In my dorm room on the fourteenth floor of Harrington Hall, I listened to the radio while doing non-academic chores. The program "Unshackled," from Chicago's Pacific Garden Mission, played into my ears. "A man isn't a sinner because he gets drunk. He gets drunk because he's a sinner."
A light bulb flicked on in my head. In spite of all the Bible learning I'd received from infancy, I'd never before made that connection. That short and simple explanation became a mountain-top experience in my understanding of the "sweet mystery" of life.
My obsession had been to keep examining myself to see if I had any unconfessed sins, as if I could finally eliminate them all and, as a result, be in good standing with the Savior. Mine was a fearful bondage, thinking I was somehow supposed to be above sinning, but recognizing how impossible such an expectation really was.
When the Scripture verse jumped out at me, "He knows our frame; He remembers that we are dust," I felt as if a breath of pure air had flushed my lungs. Of course, He knows! He understands us better than Mom does, since she expects us to be above reproach. But, unlike Mom, He knows all our secret faults and our struggles to escape them. He knows what a hopeless and helpless creature I really am.
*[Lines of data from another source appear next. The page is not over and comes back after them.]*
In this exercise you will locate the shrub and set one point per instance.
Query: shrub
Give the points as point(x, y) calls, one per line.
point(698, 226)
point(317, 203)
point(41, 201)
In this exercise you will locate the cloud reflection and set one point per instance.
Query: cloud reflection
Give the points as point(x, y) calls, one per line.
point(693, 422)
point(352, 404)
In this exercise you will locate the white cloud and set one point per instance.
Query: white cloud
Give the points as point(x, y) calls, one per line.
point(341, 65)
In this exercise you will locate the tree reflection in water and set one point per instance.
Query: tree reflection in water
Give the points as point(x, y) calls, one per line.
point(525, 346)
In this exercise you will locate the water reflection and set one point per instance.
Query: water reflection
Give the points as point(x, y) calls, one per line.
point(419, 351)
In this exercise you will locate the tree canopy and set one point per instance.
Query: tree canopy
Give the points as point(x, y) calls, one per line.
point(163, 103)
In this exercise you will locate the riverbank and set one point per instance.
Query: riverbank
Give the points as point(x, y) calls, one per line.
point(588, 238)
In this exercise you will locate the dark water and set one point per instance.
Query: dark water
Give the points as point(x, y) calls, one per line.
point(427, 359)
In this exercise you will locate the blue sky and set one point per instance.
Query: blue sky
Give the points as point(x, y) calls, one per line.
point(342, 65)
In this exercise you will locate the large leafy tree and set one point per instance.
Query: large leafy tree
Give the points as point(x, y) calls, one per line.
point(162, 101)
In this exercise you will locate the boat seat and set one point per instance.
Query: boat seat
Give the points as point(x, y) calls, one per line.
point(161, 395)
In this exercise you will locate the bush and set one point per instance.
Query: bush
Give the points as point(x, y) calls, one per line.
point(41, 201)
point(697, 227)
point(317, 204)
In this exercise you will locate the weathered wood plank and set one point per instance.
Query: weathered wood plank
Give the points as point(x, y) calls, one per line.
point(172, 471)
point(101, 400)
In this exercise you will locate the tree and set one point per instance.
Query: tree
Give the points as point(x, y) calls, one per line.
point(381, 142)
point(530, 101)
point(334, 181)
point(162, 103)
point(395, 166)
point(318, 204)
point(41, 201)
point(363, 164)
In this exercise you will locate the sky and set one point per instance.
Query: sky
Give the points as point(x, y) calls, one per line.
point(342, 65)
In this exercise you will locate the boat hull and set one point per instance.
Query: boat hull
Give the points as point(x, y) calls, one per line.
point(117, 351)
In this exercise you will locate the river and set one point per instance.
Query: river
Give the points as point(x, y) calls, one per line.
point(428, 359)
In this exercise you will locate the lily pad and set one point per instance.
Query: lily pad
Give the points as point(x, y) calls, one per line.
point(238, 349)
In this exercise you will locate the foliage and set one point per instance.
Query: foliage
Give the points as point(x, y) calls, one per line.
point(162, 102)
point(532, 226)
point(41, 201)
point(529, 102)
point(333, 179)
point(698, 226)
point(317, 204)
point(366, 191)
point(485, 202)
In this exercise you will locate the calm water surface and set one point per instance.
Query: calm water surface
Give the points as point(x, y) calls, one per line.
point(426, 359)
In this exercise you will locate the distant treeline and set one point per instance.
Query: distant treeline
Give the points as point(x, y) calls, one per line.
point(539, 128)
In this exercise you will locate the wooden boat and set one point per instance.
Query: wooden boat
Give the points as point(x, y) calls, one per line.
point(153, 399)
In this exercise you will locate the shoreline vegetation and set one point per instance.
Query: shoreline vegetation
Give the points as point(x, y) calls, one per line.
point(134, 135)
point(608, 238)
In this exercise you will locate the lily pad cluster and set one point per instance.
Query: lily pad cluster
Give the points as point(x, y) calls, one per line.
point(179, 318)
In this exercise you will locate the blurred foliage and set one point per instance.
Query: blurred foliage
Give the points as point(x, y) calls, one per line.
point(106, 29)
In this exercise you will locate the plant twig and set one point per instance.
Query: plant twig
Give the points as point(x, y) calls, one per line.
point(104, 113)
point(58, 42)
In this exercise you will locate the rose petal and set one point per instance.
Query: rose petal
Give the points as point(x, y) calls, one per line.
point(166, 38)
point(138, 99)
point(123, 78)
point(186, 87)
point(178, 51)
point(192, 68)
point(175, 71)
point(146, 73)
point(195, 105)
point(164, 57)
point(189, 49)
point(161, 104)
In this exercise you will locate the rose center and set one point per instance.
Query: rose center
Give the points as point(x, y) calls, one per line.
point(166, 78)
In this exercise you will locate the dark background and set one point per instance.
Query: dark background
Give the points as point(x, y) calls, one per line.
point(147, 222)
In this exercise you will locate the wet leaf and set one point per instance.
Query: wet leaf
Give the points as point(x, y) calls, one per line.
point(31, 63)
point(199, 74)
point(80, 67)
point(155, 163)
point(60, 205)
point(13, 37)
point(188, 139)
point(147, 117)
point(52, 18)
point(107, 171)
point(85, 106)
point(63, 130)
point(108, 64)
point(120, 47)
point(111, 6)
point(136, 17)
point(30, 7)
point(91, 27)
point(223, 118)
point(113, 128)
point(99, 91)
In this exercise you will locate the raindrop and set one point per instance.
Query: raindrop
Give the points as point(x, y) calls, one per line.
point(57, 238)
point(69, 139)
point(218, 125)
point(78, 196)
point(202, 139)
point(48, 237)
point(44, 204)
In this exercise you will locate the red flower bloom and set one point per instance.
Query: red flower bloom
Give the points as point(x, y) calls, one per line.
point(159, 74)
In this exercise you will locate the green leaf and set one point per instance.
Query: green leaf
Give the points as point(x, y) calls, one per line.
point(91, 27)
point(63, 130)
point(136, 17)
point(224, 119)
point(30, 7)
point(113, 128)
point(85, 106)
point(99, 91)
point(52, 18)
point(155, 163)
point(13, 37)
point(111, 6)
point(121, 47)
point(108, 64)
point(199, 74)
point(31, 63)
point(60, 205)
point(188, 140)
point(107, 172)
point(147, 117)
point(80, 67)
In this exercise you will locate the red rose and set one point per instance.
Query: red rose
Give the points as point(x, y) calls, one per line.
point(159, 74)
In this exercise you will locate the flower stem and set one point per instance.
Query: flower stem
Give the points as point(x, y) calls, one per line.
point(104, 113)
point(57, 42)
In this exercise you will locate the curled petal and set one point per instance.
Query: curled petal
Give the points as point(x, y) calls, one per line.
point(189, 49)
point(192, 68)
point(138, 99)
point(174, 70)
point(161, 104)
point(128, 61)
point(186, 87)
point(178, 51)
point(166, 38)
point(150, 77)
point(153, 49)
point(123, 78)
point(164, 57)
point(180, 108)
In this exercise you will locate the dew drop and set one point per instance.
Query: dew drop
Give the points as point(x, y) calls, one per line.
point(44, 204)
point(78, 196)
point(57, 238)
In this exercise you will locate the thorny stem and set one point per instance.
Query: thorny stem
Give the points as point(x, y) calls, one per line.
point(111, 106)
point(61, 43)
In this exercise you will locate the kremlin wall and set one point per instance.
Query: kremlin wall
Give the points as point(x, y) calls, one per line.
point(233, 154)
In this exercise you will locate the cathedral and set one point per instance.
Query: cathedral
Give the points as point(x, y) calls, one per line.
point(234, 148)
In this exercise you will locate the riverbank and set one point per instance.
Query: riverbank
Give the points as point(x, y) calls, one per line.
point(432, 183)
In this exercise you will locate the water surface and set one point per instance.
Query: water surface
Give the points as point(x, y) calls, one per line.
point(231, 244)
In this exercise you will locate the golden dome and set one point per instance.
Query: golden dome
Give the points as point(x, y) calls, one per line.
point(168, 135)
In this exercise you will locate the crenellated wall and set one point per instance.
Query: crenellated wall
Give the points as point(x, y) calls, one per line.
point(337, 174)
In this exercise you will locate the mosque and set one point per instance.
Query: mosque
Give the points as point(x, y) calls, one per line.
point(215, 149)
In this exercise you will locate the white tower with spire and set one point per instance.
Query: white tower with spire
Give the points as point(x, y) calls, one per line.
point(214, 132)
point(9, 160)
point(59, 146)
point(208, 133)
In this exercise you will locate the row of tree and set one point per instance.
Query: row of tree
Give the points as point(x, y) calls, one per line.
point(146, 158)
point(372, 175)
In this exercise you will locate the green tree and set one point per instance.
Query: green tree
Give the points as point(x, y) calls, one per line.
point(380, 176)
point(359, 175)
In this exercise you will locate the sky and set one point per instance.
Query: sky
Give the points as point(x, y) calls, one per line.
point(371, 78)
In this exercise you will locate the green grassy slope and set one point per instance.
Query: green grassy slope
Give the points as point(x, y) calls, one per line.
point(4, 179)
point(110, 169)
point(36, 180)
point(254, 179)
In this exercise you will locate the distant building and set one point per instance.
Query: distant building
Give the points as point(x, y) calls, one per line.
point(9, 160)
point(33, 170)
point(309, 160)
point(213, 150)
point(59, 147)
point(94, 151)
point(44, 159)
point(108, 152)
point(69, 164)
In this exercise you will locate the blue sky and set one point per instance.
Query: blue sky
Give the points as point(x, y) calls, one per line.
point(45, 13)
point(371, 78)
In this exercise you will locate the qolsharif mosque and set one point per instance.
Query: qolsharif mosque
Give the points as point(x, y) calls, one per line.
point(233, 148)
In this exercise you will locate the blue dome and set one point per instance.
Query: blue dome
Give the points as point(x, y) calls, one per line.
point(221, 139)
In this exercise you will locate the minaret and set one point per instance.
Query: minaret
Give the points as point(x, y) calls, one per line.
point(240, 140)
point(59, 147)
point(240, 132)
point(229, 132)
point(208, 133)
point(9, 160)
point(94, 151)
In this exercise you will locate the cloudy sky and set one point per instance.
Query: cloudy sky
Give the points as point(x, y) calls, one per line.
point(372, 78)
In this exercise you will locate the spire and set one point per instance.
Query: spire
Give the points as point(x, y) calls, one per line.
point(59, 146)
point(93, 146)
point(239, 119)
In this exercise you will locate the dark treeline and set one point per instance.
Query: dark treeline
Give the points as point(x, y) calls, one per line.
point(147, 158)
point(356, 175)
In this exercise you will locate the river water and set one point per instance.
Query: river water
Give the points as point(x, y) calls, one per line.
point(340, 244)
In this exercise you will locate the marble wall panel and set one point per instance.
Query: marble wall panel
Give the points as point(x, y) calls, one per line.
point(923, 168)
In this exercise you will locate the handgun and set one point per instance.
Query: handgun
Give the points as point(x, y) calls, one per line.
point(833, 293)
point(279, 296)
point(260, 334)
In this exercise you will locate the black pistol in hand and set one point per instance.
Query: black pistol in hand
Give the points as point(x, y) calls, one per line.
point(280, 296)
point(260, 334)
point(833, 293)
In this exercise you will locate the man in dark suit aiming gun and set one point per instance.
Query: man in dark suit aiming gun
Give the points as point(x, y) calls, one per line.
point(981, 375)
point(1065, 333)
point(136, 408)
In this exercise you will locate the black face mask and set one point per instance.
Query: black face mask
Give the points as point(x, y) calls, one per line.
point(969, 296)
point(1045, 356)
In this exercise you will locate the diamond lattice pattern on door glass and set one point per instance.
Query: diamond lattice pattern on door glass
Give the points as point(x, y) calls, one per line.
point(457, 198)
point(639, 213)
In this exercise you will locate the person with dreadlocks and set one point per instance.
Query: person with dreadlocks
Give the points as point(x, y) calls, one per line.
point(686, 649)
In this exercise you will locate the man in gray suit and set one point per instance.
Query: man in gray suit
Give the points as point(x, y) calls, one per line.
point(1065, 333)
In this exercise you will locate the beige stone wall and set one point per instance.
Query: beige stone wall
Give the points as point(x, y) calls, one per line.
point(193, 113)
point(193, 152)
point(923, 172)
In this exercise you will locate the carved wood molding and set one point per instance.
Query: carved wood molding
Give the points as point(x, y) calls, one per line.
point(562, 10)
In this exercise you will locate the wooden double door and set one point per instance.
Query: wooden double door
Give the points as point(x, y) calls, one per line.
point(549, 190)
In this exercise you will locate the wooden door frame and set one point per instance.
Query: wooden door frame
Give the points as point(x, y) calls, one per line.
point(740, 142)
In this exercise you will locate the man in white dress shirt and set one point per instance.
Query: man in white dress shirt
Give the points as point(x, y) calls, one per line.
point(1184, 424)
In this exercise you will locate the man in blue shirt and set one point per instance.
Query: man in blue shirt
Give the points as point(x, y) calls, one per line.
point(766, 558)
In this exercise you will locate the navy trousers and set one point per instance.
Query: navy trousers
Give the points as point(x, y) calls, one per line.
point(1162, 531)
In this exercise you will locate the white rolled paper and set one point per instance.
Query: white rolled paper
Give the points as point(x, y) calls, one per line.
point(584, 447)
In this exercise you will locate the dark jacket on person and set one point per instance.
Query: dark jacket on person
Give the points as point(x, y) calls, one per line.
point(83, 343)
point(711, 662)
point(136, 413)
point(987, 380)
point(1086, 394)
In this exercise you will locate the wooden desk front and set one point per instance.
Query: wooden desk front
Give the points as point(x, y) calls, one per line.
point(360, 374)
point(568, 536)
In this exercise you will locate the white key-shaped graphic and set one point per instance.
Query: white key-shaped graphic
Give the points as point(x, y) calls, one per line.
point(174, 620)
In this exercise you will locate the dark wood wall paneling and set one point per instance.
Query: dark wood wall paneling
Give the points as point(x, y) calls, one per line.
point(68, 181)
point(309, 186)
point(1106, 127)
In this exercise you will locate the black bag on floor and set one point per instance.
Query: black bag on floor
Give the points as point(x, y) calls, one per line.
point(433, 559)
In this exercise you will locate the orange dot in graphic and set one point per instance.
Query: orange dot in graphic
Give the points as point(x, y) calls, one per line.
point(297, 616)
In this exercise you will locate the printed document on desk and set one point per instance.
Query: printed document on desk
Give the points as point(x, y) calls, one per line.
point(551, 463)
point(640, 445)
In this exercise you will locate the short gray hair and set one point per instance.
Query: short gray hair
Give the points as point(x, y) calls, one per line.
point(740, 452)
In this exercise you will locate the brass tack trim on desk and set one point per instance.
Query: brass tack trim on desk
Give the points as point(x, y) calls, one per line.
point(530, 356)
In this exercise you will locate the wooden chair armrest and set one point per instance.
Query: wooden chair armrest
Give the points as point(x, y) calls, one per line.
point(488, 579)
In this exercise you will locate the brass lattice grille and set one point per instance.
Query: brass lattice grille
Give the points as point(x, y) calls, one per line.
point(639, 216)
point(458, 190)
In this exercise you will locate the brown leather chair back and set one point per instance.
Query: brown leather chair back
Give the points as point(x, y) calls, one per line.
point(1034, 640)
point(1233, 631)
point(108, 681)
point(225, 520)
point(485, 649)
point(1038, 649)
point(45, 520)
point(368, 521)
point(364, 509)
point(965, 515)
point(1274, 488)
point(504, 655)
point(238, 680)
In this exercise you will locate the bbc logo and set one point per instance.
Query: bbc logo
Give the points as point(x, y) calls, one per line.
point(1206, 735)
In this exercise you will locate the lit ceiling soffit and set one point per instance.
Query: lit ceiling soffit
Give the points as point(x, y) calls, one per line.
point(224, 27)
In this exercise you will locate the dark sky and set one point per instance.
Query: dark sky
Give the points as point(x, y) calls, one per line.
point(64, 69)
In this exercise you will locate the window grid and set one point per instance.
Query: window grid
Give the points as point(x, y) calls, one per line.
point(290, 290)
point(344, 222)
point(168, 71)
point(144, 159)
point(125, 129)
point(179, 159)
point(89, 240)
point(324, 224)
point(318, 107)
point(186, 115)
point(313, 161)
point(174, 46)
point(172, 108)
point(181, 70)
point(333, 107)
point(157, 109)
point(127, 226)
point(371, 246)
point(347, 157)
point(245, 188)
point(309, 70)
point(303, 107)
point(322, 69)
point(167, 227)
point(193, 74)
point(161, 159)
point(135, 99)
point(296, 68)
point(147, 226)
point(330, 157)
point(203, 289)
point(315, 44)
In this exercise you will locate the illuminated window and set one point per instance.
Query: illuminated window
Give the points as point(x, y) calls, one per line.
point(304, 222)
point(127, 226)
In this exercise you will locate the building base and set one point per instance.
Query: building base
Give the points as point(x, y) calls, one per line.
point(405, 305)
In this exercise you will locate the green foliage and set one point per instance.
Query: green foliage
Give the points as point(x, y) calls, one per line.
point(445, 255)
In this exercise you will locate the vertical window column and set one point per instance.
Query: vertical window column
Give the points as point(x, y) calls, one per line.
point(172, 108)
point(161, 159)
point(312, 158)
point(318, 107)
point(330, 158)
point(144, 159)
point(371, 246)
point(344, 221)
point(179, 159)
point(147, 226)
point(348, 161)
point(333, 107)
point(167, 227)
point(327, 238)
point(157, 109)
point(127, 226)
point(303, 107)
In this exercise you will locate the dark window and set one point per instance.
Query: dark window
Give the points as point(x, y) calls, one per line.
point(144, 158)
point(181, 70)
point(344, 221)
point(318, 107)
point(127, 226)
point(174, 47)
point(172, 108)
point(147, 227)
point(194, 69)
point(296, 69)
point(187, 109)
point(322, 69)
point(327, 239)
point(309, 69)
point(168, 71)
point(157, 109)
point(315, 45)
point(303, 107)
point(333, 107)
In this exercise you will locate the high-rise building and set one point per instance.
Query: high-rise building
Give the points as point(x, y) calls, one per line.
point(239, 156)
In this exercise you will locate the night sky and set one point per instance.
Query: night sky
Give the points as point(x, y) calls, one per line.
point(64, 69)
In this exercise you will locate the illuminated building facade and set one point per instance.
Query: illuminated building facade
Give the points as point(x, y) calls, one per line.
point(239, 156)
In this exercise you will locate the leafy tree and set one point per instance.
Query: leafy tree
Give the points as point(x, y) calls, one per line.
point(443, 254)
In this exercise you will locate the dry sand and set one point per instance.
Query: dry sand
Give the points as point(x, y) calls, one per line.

I'm a sinner. Not because of what I've done, but because of what I am. Sins are just the symptoms of the underlying disease. And, I don't have what it takes, on my own, to heal myself. It reminds me of childhood, listening to my father pray the liturgical prayer at the beginning of every Sunday morning service: "We confess that we are, by nature, sinful and unclean...."
This critical problem began in the Garden. Our first parents' failure brought the disease upon themselves and all the rest of us. Sin is now a genetic illness, in our genes through no fault of our own. We're now programmed to die. When the telomeres of our replicating cells become critically short, our decline grows more obvious in our aging bodies. Even though we were originally created "very good," we're now conceived in brokenness. We're vulnerable, corruptible, and mortal. The soul that sins, that's all of us, dies. We know it from experience and from the Word in both old and new Testaments. And, I firmly believe we can thank God that He provided the end to this sin-sick existence through death. Otherwise we would be doomed to walk this wilderness forever as a sort of living-dead nightmare with no way out of it.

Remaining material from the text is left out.